En 1913, Voisin entreprend des essais d'armement sur plusieurs prototypes dont le fameux Voisin Canon (canon de marine Hotchkiss de 37 mm pesant 100 kg et placé tout à l'avant de la nacelle centrale, ci-dessous). Le prototype est abandonné afin de consacrer la totalité des moyens de production à la série.

Le fameux Voisin Canon… jamais exploité. © XDR

La guerre

En août 1914, deux escadrilles, la V.14 et la V.21 soit 12 appareils (sur un total de vingt-six escadrilles, 132 appareils), sont équipées du bombardier Voisin, dans ses dérivés L.11 puis type III. En octobre 1914, le Voisin III est choisi pour équiper toutes les formations, compte tenu de sa robustesse et de sa puissance. Pour faire face aux demandes françaises et étrangères (Grande Bretagne, Belgique, Russie), cet avion est également construit sous licence par Breguet, Esnault-Pelterie et Nieuport). Les marchés s’accélérant, les alignements de bombardiers sont bien visibles à Issy (ci-dessous), avant d’être ensuite répartis et affectés dans les escadrilles.

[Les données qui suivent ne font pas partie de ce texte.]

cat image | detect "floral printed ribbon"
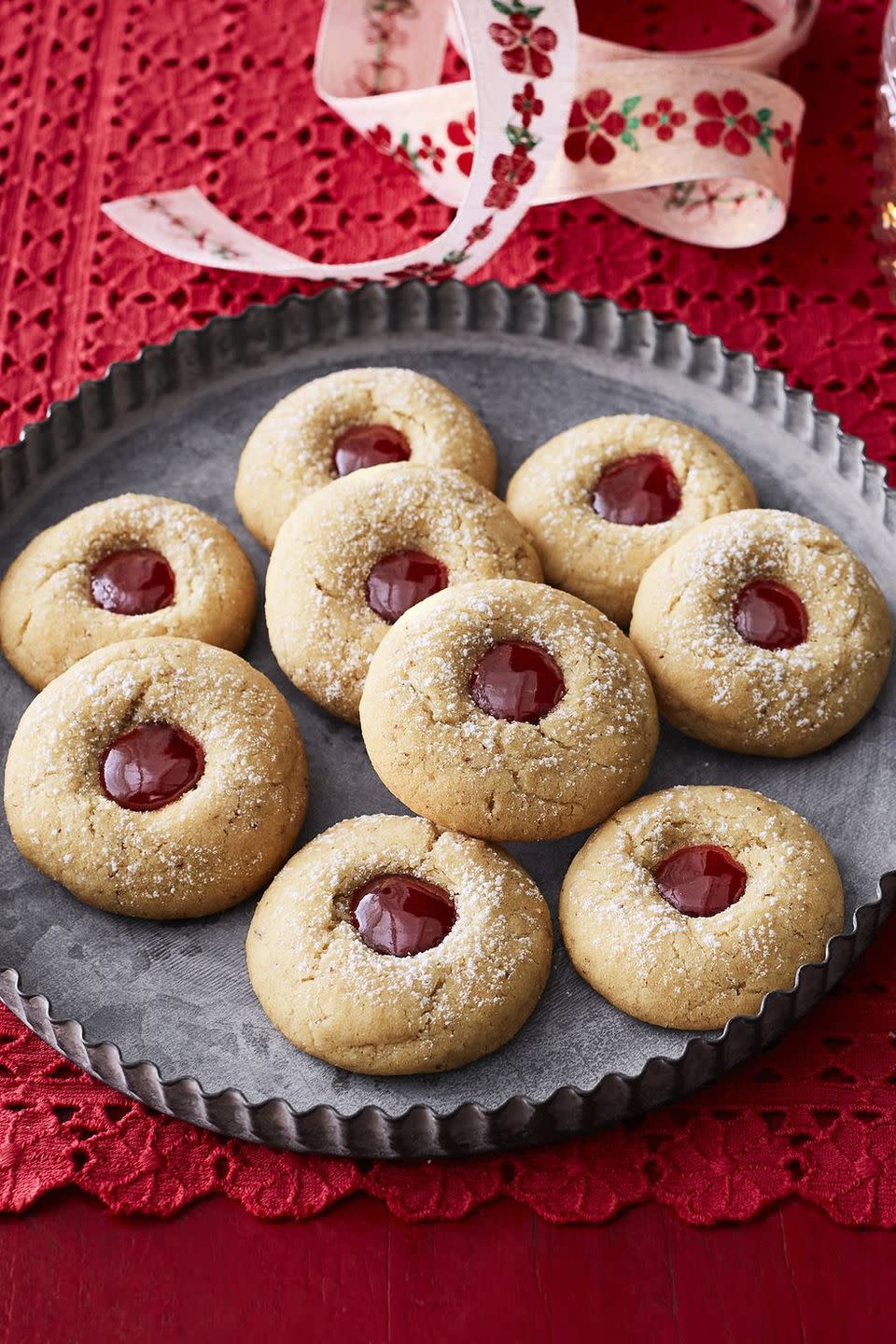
[104,0,819,284]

Alignements de bombardiers sur le terrain d'Issy - 1914. © XDR
La première victoire aérienne française est obtenue par le pilote Frantz et le mécanicien Quenault (à droite)le 5 octobre 1914, sur cet avion, armé d’une mitrailleuse d'infanterie Hotchkiss de 8 mm, en abattant un Aviatik dans la région de Reims. 
Frantz et Quenault. © XDR
En 1915, l’usine emploie 797 personnes. Mais, fin 1915, cet avion d’observation et de bombardement, lors des grandes expéditions sur l’Allemagne, est désormais surclassé par la chasse allemande. Il passe alors au bombardement de nuit. Durant les hostilités, Gabriel Voisin produit dix-huit modèles différents d'avions. Beaucoup servent sous les cocardes de plusieurs pays alliés : Grande-Bretagne, Belgique, Italie et Russie.
En France, plus de trois mille Voisin de types divers sont construits en quatre ans pour l'Aviation militaire et l'aéronautique de la Marine nationale. Un millier d'ouvriers travaillent alors dans les usines (ci-dessous).

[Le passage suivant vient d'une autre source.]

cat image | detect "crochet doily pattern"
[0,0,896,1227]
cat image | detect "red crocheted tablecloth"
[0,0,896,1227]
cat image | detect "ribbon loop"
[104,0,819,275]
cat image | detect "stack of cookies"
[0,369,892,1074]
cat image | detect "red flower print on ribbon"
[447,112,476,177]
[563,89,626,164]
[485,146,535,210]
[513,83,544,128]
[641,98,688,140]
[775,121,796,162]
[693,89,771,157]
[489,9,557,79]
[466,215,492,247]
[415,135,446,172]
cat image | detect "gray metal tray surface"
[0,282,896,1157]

Dans les ateliers Voisin d'Issy. © XDR
Voisin développe aussi des bombardiers lourds, triplans, mais qui ne seront pas sélectionnés par les armées ou arriveront trop tard (ci-dessous).

Le triplan Voisin de 1915. © XDR
Dès avant l'armistice, alors que ses usines tournent à plein, Gabriel Voisin, déçu par les atermoiements de l'administration sur ses derniers projets, décide d'abandonner la construction aéronautique sitôt la guerre terminée. II envisage la construction de maisons préfabriquées économiques et confortables, destinées aux régions du Nord et de l'Est dévastées par la guerre. Mais il se heurte à l'hostilité des entrepreneurs du bâtiment et abandonne ce projet. Sans se décourager, il se lance ensuite dans la construction en série d'une voiture légère. La production est rapidement organisée et, dès novembre 1918, le premier châssis sort de son usine d'Issy-les-Moulineaux. Vingt sept mille deux cents véhicules suivront. C’est le début d’une aventure industrielle qui va rendre la marque Voisin mondialement connue.
Gabriel Voisin s'est éteint le 25 décembre 1973 à l’âge de 93 ans, à Ozenay (Saône). Jacques Primault

Vous pouvez retrouver sur notre site : 
- la baronne de La Roche

1 commentaire:

Anonyme a dit…

bonjour, très intéréssant. J'y ai appris un peu sur le 'VOISIN-CANON'.
Je suis àla recherche de la VC 116 où se trouvait mon cousin CARBUCCIA Joseph. Il disparait en combat aérien le 17 mai 1916 au cours d'une patouille.
Une photo de ce type d'appareil serait la bienvenue.